Eylülün serin rüzgarları, Kasımın keskin ayazı derken Aralık geldi çattı. 
Doğanın en belirgin değişimlerinden birine şahitlik ediyor Aralık ayı. Yazdan kışa mevsim geçişinin yanı sıra, insanlarda da bu geçişime şahitlik ediyoruz. Ruhsal sorunları olan insanların her mevsim geçişlerinde olumsuz etkilendikleri aşikar. Bu süreç bazı insanlar için içten içe bir hesaplaşma, dinlenme, derinlere inme vaktidir. Ancak bu durum ruhsal açıdan tedavi gören insanları olumsuz etkilemektedir. Yazın o coşkulu enerjik halimizi bırakmış bulunuyoruz malesef. Ağaçlar çırılçıplak, gökyüzü daha gri, topraklar daha yumuşak. Güneş daha kısa süreli vaadlerdeyken bulutlar bu vaadleri destekler biçimde. 

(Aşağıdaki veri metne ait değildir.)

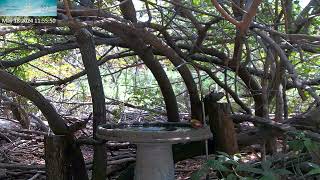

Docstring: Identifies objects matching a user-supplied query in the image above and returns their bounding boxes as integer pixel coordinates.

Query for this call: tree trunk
[76,28,107,180]
[205,102,239,155]
[44,135,72,180]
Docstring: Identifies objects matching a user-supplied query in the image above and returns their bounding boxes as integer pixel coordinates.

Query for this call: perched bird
[190,119,203,128]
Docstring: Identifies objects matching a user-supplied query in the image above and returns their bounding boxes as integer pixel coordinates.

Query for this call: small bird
[190,119,203,128]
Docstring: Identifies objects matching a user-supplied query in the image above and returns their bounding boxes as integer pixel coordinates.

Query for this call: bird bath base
[97,123,212,180]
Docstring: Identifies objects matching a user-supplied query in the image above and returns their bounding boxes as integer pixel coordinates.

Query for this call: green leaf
[288,140,305,151]
[190,166,209,180]
[227,174,237,180]
[236,164,263,174]
[261,160,272,171]
[192,0,201,6]
[259,171,278,180]
[274,169,292,175]
[306,168,320,176]
[307,162,320,168]
[207,159,230,172]
[304,138,319,152]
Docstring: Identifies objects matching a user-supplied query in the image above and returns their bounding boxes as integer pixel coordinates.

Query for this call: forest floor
[0,113,220,180]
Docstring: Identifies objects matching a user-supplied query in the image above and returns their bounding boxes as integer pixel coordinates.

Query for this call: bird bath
[97,123,212,180]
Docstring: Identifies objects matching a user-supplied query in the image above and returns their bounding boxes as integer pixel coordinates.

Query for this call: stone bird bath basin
[97,123,212,180]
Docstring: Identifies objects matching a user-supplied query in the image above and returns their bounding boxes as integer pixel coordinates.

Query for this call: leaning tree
[0,0,320,179]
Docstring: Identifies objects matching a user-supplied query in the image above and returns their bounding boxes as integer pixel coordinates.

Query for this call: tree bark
[75,28,107,180]
[205,101,239,155]
[0,70,89,180]
[44,136,72,180]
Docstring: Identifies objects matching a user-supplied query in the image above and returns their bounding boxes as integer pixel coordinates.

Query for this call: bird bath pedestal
[97,123,212,180]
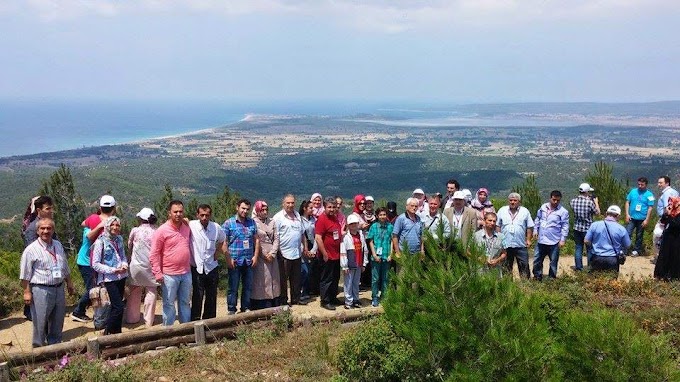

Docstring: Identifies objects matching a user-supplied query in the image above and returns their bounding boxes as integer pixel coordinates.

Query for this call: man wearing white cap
[71,195,116,322]
[444,191,477,245]
[585,206,630,275]
[413,188,430,216]
[569,183,600,271]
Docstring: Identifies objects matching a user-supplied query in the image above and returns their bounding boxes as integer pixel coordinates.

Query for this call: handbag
[604,222,626,265]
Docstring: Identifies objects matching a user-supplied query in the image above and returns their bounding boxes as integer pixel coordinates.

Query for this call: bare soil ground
[0,256,654,353]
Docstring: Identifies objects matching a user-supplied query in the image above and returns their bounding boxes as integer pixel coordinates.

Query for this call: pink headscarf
[309,192,324,218]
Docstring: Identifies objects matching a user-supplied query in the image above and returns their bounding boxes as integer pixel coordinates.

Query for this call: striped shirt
[19,238,70,285]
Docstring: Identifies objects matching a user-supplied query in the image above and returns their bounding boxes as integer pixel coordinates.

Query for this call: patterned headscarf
[668,196,680,218]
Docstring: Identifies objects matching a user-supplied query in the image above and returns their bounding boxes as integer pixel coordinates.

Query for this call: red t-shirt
[314,213,342,260]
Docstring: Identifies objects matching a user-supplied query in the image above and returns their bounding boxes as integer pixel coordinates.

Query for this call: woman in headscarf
[654,196,680,281]
[125,207,158,327]
[352,194,369,233]
[298,200,321,301]
[309,192,324,218]
[92,216,128,335]
[470,188,496,229]
[250,200,281,310]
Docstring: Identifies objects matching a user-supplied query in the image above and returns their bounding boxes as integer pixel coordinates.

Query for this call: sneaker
[71,312,92,322]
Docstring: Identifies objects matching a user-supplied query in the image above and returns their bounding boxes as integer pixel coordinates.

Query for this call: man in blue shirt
[585,206,630,276]
[222,199,260,314]
[626,176,654,256]
[533,190,569,281]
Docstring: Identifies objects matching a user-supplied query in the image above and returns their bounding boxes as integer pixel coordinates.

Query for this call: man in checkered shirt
[569,183,600,271]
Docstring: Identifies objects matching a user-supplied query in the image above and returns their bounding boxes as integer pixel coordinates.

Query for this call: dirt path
[0,256,654,353]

Kış ayı aynı zamanda insanların kendilerini yenileme zamanıdır. 
Dışarının soğuğundan evimizin sıcak güvenli atmosferine koşturduğumuz akşamları sıcak çay, kahve veya sahleplerin hatta bozaların içildiği belki yanında okunacak kitaplarımızın olduğu zamanlara geldiğimizin kanıtıdır kış ayları. 

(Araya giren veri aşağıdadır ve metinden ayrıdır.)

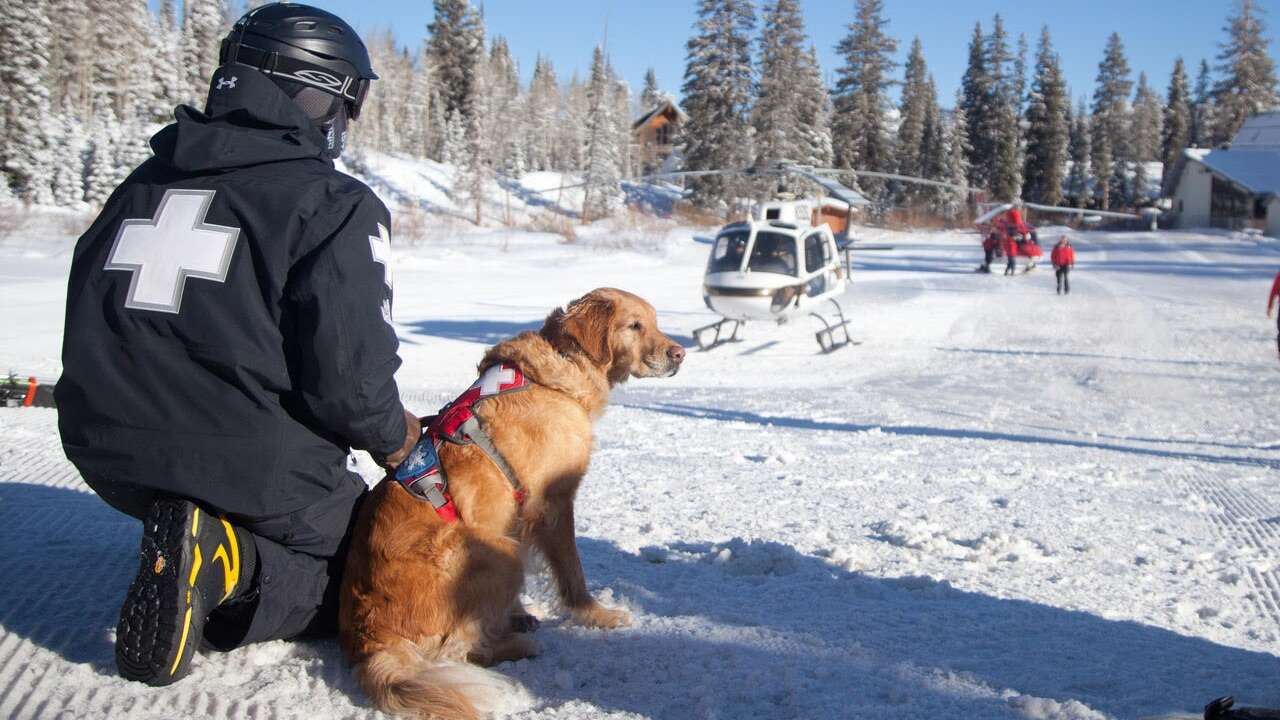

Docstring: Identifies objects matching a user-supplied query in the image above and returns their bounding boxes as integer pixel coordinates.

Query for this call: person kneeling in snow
[56,4,421,685]
[1267,273,1280,352]
[1048,234,1075,295]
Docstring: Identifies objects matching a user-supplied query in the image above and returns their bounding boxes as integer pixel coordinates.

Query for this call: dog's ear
[547,293,616,368]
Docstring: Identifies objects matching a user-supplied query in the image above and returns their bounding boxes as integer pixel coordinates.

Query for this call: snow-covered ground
[0,193,1280,719]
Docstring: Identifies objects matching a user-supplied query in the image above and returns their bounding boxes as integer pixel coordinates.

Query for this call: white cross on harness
[369,223,396,292]
[476,365,516,397]
[102,190,239,314]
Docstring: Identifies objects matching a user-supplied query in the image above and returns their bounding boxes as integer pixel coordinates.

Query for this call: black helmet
[218,3,378,119]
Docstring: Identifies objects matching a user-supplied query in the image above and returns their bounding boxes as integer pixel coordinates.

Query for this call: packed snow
[0,176,1280,720]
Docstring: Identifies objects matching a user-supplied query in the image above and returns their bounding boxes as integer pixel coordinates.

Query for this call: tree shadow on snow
[0,483,142,676]
[616,402,1280,469]
[498,537,1280,717]
[401,320,543,346]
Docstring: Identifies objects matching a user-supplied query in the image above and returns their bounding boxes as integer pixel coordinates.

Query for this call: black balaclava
[279,78,347,160]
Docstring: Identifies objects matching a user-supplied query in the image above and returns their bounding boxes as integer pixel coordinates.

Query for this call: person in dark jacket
[1048,234,1075,295]
[1267,267,1280,352]
[56,4,421,685]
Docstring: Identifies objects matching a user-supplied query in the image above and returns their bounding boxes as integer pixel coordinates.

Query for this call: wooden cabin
[631,100,685,174]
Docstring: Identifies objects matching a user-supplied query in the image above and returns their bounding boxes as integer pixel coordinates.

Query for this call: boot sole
[115,498,204,685]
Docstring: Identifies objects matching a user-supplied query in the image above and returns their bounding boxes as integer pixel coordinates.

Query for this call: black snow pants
[86,473,366,651]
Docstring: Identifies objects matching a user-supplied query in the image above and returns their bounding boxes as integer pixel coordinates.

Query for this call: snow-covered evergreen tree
[956,23,996,187]
[440,110,467,165]
[426,0,484,117]
[1129,73,1165,202]
[684,0,755,208]
[52,105,84,208]
[941,88,972,220]
[831,0,897,204]
[1066,97,1093,208]
[525,55,561,170]
[146,0,186,122]
[751,0,831,174]
[1092,32,1133,210]
[182,0,227,108]
[1023,26,1070,205]
[1190,60,1213,147]
[1213,0,1280,145]
[582,45,622,222]
[893,37,933,206]
[0,0,54,202]
[640,68,666,113]
[1160,58,1192,192]
[84,92,123,208]
[484,36,525,177]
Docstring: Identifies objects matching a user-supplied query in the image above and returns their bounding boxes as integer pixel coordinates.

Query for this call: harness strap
[394,433,458,523]
[462,415,525,505]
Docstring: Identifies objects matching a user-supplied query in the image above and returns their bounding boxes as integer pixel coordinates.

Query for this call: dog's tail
[355,641,530,720]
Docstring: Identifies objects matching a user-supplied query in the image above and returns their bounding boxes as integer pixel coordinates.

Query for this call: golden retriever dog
[338,288,685,717]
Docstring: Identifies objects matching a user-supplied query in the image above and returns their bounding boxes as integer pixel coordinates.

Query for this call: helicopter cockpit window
[707,231,750,273]
[746,232,796,275]
[804,233,827,273]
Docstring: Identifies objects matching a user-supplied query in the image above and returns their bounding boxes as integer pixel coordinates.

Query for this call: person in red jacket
[1048,234,1075,295]
[1002,233,1018,275]
[1267,273,1280,352]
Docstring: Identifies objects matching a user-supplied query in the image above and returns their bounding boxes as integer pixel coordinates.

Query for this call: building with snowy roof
[1169,111,1280,238]
[631,97,686,174]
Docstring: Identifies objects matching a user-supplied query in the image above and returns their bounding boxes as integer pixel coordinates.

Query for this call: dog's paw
[511,612,541,633]
[573,602,631,630]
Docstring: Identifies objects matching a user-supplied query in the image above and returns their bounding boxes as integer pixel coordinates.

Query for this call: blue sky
[217,0,1280,106]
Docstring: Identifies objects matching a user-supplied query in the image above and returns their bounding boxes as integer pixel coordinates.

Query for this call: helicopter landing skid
[809,297,858,354]
[694,318,746,351]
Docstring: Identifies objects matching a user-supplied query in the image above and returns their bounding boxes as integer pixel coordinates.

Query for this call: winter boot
[115,497,257,685]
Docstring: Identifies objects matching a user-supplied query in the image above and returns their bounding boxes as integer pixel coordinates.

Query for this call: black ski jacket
[56,67,406,518]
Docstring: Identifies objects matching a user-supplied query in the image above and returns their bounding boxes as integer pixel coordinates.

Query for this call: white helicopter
[529,160,1160,352]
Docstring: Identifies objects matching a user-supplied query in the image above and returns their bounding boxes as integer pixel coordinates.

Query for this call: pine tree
[956,23,996,187]
[1023,26,1071,205]
[1190,60,1213,147]
[582,45,622,222]
[1160,58,1192,192]
[942,88,972,220]
[1129,73,1165,201]
[796,45,835,168]
[1213,0,1280,145]
[182,0,227,106]
[982,14,1023,201]
[525,55,561,170]
[895,37,931,206]
[1066,97,1093,208]
[52,99,84,208]
[84,92,122,208]
[684,0,755,208]
[147,0,186,122]
[0,0,54,204]
[483,36,525,177]
[640,68,664,113]
[440,110,467,165]
[426,0,484,115]
[753,0,831,175]
[831,0,897,204]
[1092,33,1133,210]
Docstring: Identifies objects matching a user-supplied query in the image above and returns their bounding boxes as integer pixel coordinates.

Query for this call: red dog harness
[396,363,532,523]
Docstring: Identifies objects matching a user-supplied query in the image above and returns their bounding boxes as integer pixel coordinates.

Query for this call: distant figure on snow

Eski yıllara göre yoğun kar yağışı olmasa da yağdığı zamanlarda pencereden düşen bembeyaz kar tanelerini izlemeyi özellikle belirtmek istiyorum. 

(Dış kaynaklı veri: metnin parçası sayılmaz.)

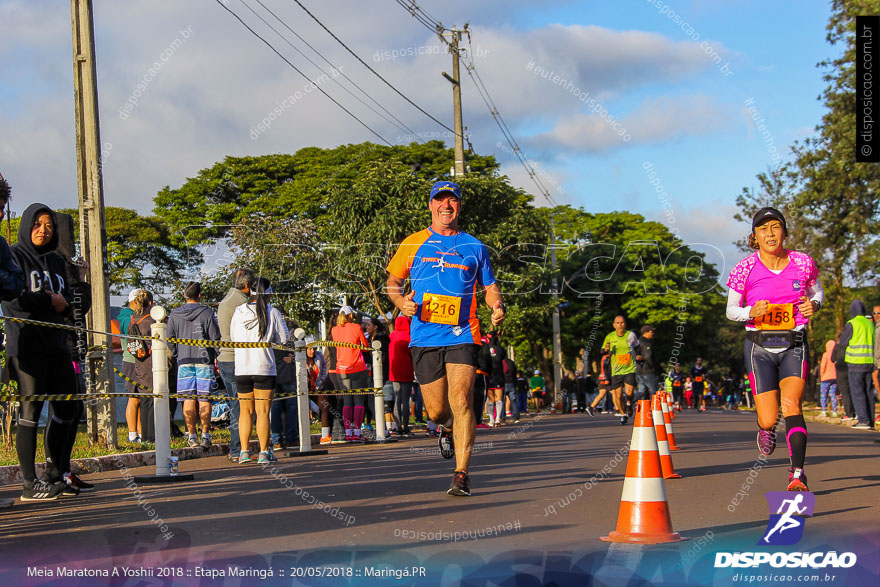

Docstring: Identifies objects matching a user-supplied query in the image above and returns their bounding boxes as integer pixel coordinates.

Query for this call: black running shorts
[235,375,275,395]
[609,373,636,390]
[744,339,810,395]
[412,343,480,385]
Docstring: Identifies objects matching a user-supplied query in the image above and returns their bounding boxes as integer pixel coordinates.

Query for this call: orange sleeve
[386,229,431,279]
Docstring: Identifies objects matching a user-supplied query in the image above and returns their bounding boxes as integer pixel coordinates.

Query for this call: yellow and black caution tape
[306,340,373,351]
[309,387,382,395]
[0,393,159,402]
[0,386,382,402]
[0,316,384,351]
[0,316,154,340]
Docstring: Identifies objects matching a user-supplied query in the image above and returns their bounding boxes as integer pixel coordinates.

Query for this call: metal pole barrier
[135,306,194,483]
[372,340,397,444]
[287,328,327,457]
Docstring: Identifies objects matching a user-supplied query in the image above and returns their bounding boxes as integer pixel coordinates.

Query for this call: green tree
[737,0,880,338]
[154,141,497,246]
[3,206,192,295]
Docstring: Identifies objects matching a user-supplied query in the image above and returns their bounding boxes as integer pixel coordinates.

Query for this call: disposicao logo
[715,491,857,569]
[758,491,816,546]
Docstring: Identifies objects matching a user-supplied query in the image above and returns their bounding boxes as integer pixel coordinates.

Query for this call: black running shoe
[21,480,67,501]
[437,426,455,459]
[64,473,95,493]
[446,471,471,497]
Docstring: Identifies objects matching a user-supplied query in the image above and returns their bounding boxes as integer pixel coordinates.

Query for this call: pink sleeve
[727,255,756,294]
[789,251,819,287]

Kışın en sihirli anı ise Yeni yıldır. Her sene Aralık ayı bize yeni yılında heyecanını katar. Geride bıraktıklarımızın yerini taze başlangıçlıklar almaktadır. 
Kış bize bembeyaz bir sayfa sunmaktadır tıpkı dışarıda yağan lekesiz kar taneleri gibi.